The internet has warped our brains to think we need a bigger audience than necessary. The likes, the loves, the retweets, the emoji responses – it all minimizes pure human interaction into such a confining form that we can’t help but feel wanting of more. One of the more reassuring things my younger 20-something read is when Kevin Kelly wrote about how you really only need 1,000 true fans to have a career. If you get them, they will follow you wherever you go and will sustain you through painful droughts. I think about this a lot as some of my favorite writers – people who’ve made a clear impact on me – have increasingly moved to Substack. The ongoing disruption of social media – especially in Twitter – has forced creators to find their true fans.

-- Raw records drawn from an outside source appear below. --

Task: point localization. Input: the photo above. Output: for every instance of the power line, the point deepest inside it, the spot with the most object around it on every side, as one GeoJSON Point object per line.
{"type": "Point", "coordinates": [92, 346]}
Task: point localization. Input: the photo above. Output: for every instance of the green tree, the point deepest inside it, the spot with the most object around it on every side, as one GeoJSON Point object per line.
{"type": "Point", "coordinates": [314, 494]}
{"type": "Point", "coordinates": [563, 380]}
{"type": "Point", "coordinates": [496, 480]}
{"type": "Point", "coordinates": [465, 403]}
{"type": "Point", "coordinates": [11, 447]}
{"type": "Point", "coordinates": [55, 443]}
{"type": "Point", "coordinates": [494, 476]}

When I drew this picture, I thought about how you only really need three true fans in your life. You need at least three people who know who you are and who will give you the space to walk around and vent with your pokier edges. These are the people who’ve seen you through your highs, lows, and many in-betweens. They’re the few people you feel like truly get you. And when shit gets really heated, they’re what you can count on to whir around and cool you down. To make you feel refreshed.

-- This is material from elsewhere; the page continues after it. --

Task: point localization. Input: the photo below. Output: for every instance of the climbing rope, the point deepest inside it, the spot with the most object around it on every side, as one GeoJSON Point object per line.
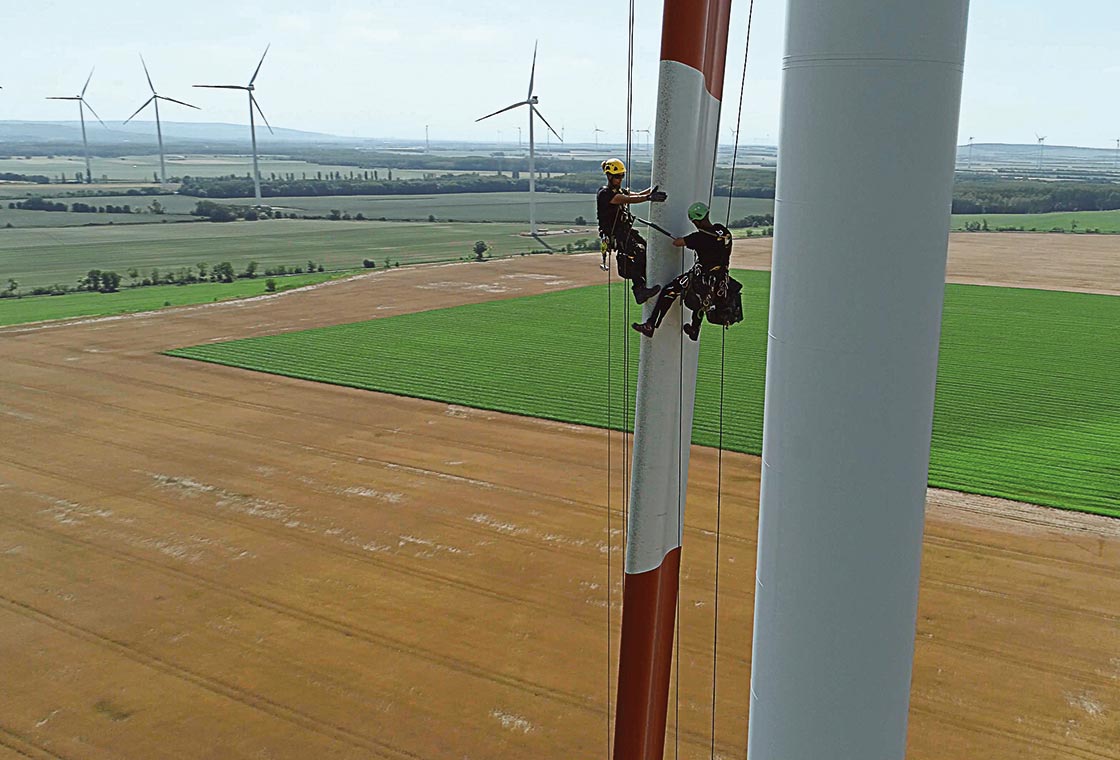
{"type": "Point", "coordinates": [722, 364]}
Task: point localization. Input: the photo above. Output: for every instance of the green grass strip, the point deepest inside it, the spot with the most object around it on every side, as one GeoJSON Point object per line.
{"type": "Point", "coordinates": [1028, 387]}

From Alice Wu’s transcendent The Half of It (on Netflix), there’s been a movie line that’s rattled within my brain since first viewing:
“I had a painting teacher once tell me that the difference between a good painting and a great painting is typically five strokes. And they’re usually the five boldest strokes in the painting. The question, of course, is which five strokes?”
– Aster Flores, The Half of It
When I got toward the end of this fan drawing, I started inking it before I realized there were no motion lines. There was no indication the fan was doing what a fan is supposed to do. It just sat there. I didn’t have the confidence to really add another potential five strokes, to take it from a half-baked, decent idea to something more whole. I didn’t even know what the five strokes would be. So I let it be.

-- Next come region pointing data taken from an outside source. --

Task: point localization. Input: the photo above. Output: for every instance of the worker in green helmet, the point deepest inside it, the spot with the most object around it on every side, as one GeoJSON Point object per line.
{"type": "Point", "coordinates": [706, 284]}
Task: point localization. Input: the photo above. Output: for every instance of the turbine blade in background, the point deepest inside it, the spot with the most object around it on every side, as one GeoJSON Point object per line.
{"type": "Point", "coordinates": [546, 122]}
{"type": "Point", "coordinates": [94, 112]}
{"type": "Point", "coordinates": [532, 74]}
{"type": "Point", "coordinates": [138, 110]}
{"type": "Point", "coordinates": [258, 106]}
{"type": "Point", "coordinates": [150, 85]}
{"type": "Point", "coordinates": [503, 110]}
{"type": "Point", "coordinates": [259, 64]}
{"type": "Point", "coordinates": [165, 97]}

The universe has a way of rhyming. At the time I left the drawing alone, my rationale was that your three fans should be there when nothing is going for you. When there’s no real motion worth supporting. When you’re stuck, waiting for another wave to run over you and pull you in. And then as I went through these blog posts, I thought about the number 3 again and the struggle to list things smoothly in ASL.
Perhaps it’s just another reminder that 3 will always be enough.